Esiste quindi una frazione biografica – perché esiste, ed è anche molto precoce – in cui a una donna parrà di riconoscersi in una sorta di equivalente erotico delle caste indù, che la porterà a rivolgere le proprie attenzioni solamente ai pari grado; ad escludere cioè i membri appartenenti alle caste subalterne, ma anche a non mirare troppo in alto nelle proprie ambizioni sentimentali, come un robusto shampoo anti grilli per la testa. O detta in modo ancora più brusco: quando una donna vi fila è perché avete appena passato un esame di ammissione, come quello a una facoltà a numero chiuso, mica perché ancora le piacete, tantomeno è innamorata di voi. E bisogna imparare a fidarsi, almeno in questo, della sensibilità femminile, già che se fosse per noi ci sentiremmo sempre come Marlon Brando nella strepitosa immagine che ne diede Truman Capote: un buddha seduto a gambe incrociate sopra a una piramide di dolcetti.

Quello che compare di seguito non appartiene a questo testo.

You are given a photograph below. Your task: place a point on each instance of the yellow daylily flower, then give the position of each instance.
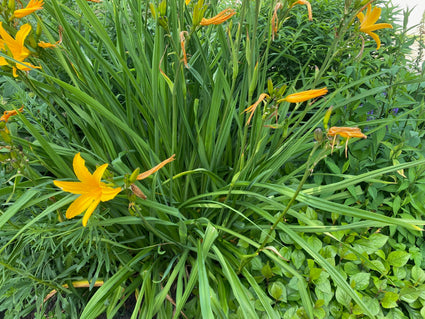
(7, 114)
(345, 132)
(251, 109)
(32, 6)
(304, 95)
(16, 47)
(310, 13)
(219, 18)
(91, 190)
(367, 23)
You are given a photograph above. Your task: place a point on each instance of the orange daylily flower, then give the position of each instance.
(7, 114)
(32, 6)
(16, 47)
(46, 45)
(91, 190)
(310, 14)
(304, 95)
(251, 109)
(183, 46)
(275, 19)
(156, 168)
(345, 132)
(367, 23)
(219, 18)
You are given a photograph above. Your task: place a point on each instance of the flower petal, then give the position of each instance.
(81, 170)
(109, 193)
(73, 187)
(375, 37)
(98, 173)
(90, 211)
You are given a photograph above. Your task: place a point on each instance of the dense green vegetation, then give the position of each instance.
(264, 213)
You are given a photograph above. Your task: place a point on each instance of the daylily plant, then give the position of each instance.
(219, 18)
(90, 188)
(345, 132)
(367, 23)
(32, 6)
(304, 95)
(16, 47)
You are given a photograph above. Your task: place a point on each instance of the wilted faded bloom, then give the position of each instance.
(156, 168)
(275, 19)
(367, 23)
(251, 109)
(304, 95)
(310, 13)
(32, 6)
(183, 35)
(345, 132)
(219, 18)
(90, 188)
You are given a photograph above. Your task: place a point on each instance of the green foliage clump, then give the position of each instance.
(263, 213)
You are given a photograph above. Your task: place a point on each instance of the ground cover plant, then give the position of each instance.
(194, 159)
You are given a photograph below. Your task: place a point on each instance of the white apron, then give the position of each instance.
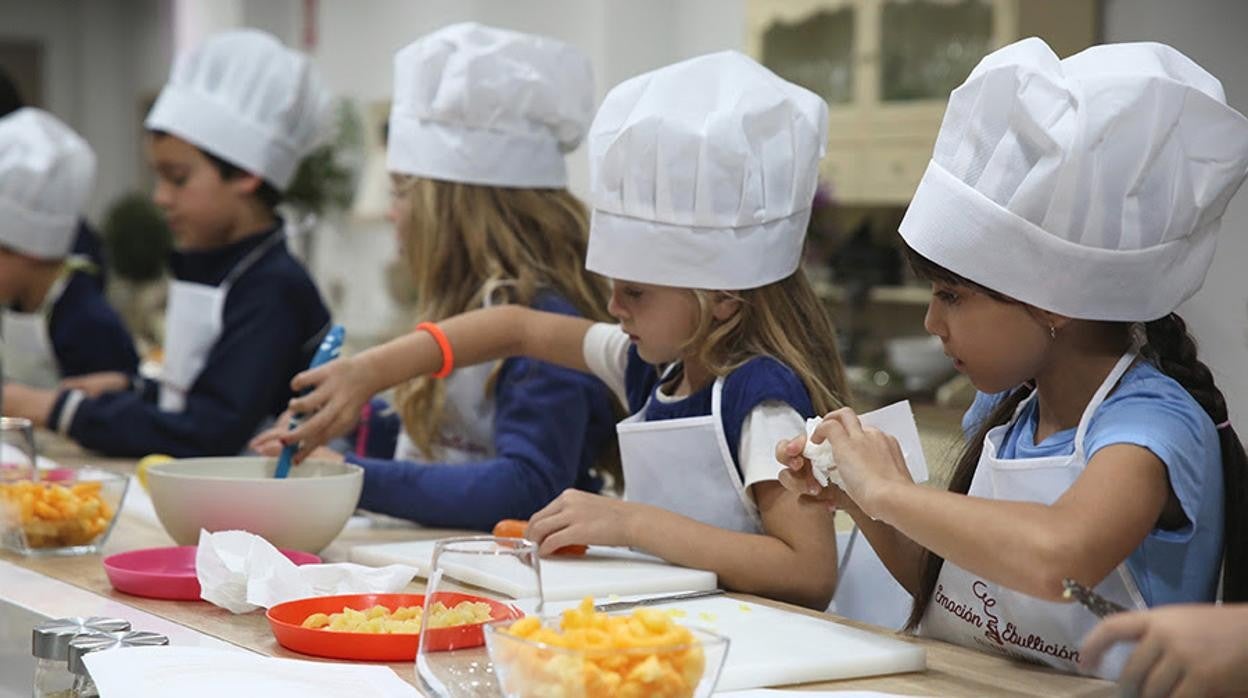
(685, 466)
(970, 611)
(29, 356)
(192, 324)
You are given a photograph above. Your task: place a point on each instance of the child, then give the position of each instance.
(1182, 651)
(226, 134)
(483, 217)
(703, 179)
(87, 251)
(55, 320)
(1068, 209)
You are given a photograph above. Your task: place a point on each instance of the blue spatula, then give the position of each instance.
(328, 350)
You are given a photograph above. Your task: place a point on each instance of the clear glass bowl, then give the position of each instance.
(68, 512)
(531, 669)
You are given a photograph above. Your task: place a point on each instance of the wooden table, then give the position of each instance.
(951, 669)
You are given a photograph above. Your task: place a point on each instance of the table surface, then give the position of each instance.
(951, 669)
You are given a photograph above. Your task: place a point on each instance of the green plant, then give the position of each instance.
(137, 237)
(326, 179)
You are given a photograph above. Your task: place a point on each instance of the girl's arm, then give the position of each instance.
(794, 561)
(1030, 547)
(342, 386)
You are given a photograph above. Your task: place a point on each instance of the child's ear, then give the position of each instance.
(725, 306)
(1053, 321)
(245, 184)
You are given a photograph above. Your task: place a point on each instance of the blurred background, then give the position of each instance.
(885, 68)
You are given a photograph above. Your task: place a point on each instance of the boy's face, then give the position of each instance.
(202, 209)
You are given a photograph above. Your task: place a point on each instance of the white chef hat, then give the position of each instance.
(488, 106)
(46, 172)
(248, 100)
(1091, 186)
(703, 175)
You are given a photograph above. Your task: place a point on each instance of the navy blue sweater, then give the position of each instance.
(272, 320)
(550, 425)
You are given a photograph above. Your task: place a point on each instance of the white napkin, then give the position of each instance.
(895, 420)
(196, 672)
(242, 572)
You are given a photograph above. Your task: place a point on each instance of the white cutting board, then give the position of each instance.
(774, 647)
(602, 572)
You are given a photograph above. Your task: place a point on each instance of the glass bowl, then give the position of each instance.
(70, 512)
(527, 668)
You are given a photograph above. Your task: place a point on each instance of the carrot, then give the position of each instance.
(517, 528)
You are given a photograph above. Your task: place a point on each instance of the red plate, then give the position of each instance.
(287, 618)
(166, 572)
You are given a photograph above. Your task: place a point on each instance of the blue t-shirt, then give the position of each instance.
(1151, 410)
(759, 380)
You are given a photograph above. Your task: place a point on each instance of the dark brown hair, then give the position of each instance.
(1170, 347)
(268, 195)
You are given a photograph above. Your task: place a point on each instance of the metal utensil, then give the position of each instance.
(655, 599)
(1092, 601)
(328, 350)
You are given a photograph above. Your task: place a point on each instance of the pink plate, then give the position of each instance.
(166, 572)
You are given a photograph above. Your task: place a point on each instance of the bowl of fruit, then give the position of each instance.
(585, 652)
(71, 513)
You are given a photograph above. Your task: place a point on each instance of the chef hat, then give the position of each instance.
(703, 175)
(46, 172)
(488, 106)
(1091, 186)
(248, 100)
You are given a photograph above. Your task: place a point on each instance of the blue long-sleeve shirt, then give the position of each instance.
(272, 320)
(86, 332)
(550, 425)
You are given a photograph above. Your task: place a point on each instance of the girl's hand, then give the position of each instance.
(338, 390)
(577, 517)
(796, 475)
(95, 385)
(867, 460)
(1187, 649)
(268, 442)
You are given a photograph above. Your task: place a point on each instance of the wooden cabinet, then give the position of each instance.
(886, 68)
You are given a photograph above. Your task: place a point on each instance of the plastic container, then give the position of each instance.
(531, 669)
(70, 515)
(286, 622)
(50, 643)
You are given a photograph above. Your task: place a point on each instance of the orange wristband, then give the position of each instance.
(448, 357)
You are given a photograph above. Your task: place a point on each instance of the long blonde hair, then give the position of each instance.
(783, 320)
(459, 237)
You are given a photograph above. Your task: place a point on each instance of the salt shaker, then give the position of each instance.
(49, 643)
(84, 687)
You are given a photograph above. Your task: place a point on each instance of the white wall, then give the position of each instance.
(358, 39)
(355, 51)
(1212, 34)
(99, 55)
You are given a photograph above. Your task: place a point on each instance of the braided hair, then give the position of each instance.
(1170, 346)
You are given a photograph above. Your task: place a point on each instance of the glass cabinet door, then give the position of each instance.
(815, 51)
(929, 46)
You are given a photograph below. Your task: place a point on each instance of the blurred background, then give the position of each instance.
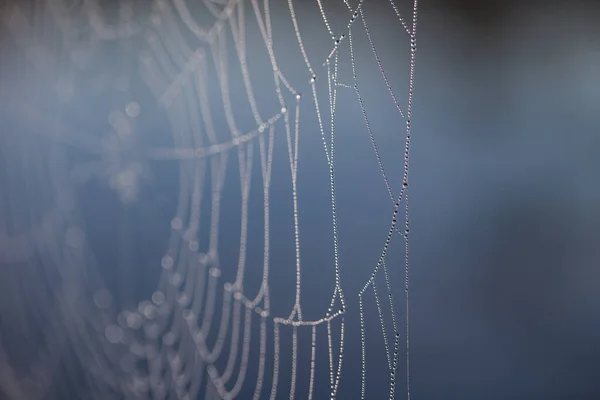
(504, 201)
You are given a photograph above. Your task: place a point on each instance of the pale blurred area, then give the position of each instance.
(504, 197)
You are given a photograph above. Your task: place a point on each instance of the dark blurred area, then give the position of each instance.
(504, 200)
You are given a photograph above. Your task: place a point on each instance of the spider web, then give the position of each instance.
(204, 328)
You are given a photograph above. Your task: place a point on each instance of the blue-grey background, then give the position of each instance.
(505, 207)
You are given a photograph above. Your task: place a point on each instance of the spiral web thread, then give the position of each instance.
(169, 334)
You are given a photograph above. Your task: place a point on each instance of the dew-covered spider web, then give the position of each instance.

C’è però un momento in cui la lucidità matematica delle donne – a ogni femmina il maschio che ne completi l’equazione, questa la regola di base  –  diventa più incerta e confusa, per non dire velleitaria. Ed è quando lo specchio di Grimilde si opacizza, smettendo di riflettere l’immagine lustra di chi davvero è la più bella nel reame, o anche appena appena passabile. Sì, stiamo parlando del tempo, ma quello che cola dai calendari e non dagli umidi cornicioni delle garçonnière, il tempo dei lacrimoni delle amanti respinte e tradite.

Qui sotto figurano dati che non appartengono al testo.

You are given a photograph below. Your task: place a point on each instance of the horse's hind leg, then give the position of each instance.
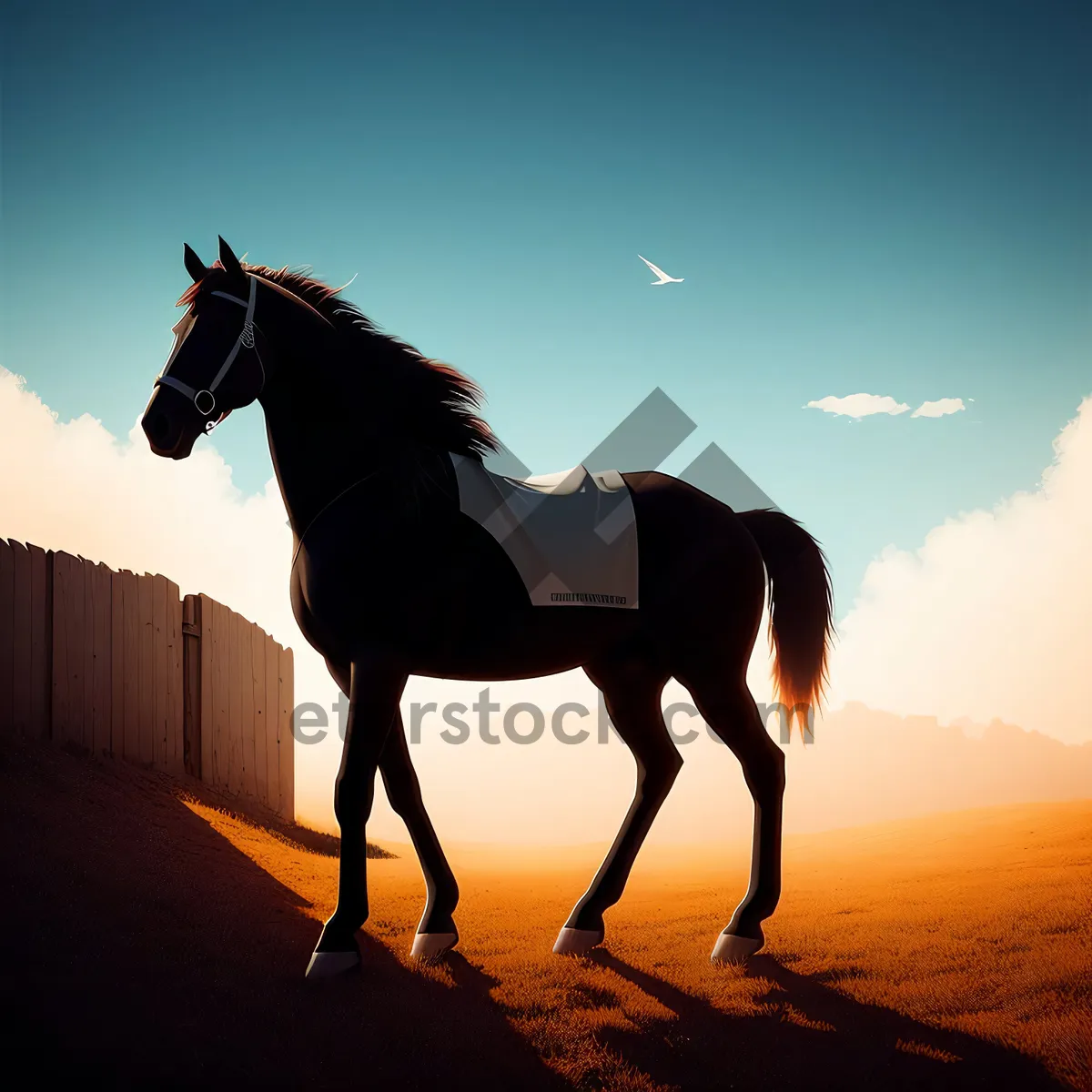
(632, 688)
(727, 708)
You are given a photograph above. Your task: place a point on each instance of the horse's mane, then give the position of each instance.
(437, 404)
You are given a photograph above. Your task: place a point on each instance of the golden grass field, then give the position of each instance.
(977, 923)
(954, 951)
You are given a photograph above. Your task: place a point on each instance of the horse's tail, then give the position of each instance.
(801, 607)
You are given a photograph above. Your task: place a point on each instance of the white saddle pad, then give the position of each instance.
(571, 536)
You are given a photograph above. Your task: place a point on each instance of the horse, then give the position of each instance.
(391, 578)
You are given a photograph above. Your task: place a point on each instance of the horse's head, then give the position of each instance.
(217, 363)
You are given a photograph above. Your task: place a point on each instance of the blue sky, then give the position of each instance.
(862, 199)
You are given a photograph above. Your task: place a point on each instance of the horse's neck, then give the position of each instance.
(322, 447)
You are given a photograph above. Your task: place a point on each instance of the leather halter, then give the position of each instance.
(246, 339)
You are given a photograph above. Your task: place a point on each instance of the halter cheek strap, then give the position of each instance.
(246, 339)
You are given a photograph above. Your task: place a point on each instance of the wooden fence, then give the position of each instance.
(121, 664)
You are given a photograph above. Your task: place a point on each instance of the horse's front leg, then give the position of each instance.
(376, 687)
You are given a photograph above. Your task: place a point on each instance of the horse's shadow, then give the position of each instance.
(819, 1038)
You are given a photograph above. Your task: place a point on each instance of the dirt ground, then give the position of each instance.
(153, 939)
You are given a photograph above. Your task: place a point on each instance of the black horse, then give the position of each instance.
(390, 578)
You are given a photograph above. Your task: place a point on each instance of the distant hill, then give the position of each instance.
(868, 765)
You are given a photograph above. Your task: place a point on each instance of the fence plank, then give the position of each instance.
(147, 732)
(41, 637)
(221, 693)
(287, 743)
(272, 720)
(99, 582)
(159, 670)
(192, 704)
(235, 762)
(258, 703)
(6, 634)
(207, 768)
(131, 680)
(21, 639)
(85, 652)
(117, 664)
(61, 620)
(248, 632)
(75, 649)
(175, 686)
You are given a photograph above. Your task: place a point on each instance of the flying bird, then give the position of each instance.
(660, 273)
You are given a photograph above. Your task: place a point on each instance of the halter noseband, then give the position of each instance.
(246, 339)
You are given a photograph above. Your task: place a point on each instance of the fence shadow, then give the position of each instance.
(141, 947)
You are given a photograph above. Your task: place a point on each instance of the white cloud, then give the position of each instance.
(992, 616)
(939, 409)
(858, 405)
(72, 486)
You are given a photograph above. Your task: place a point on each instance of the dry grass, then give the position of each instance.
(955, 948)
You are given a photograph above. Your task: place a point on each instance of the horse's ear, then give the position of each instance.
(228, 260)
(195, 267)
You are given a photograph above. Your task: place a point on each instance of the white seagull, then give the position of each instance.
(660, 273)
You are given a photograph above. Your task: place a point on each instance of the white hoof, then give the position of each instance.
(431, 945)
(732, 949)
(330, 965)
(577, 942)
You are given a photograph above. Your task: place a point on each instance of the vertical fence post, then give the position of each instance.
(191, 685)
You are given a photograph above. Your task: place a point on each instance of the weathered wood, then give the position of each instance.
(258, 639)
(117, 665)
(58, 656)
(272, 722)
(6, 636)
(175, 683)
(41, 637)
(147, 669)
(85, 653)
(191, 683)
(247, 633)
(69, 653)
(287, 760)
(131, 678)
(21, 639)
(207, 718)
(159, 670)
(235, 760)
(99, 581)
(221, 694)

Qualcuno se lo ricorda Viale del tramonto, con una clamorosa Gloria Swanson ancora convinta di vivere nel cono di luce di una fulgida carriera di star hollywoodiana, ora però rabbuiata dalle ombre scure di un implacabile declino fisico e professionale? Ecco, è come se molte donne rimanessero fedeli a quel primo voto che si sono assegnate, spesso con grande accuratezza, tocca ammetterlo, in gioventù. Purtroppo sono nel frattempo stati lanciati nuovi prodotti sul mercato, e le belle convertibili americane degli anni cinquanta, su cui  Richie, Potsie e Ralph Malf scorazzavano sorridenti negli happy days di qualsiasi generazione, le puoi trovare ormai solo nei più loschi vicoli di Cuba. E' il capitalismo sentimentale, bellezza...

Bisogna dunque concludere che tutto ciò che misurabile (l'amore non è misurabile, l'appeal erotico, avendo basi sociali condivise, invece sì) contiene in sé il germe della propria conversione in negativo. Ma questa consapevolezza di secondo grado è assai più difficile da realizzare, e la dimensione del patetico consiste proprio nell'asimmetria tra una autopercezione gloriosa e la modesta risposta del mondo, come nel capolavoro di Billy Wilder. O detta più pedantemente: l’erotismo, in quanto adesione solidale alla natura che è processo e non sostanza, ossia alla specie prima ancora che al singolo individuo, prevede un solo destino: per la gallina, ma anche per i vecchi e boriosi galletti.

Se dunque non vogliamo finire in brodo prima del tempo, c'è un solo rimedio: innamorarsi, innamorarsi di continuo e soprattutto da vecchi. Con ci ciò riconoscendo che invece l’erotismo, come il gioco del polo, come le degustazioni di vini francesi, come prima lei avvocato, ma si figuri, venga a trovarci quando vuole a Cortina, invece l’erotismo è un’amabile, buffa, divertente quanto vuoi, ma comunque sempre una presa per il culo è!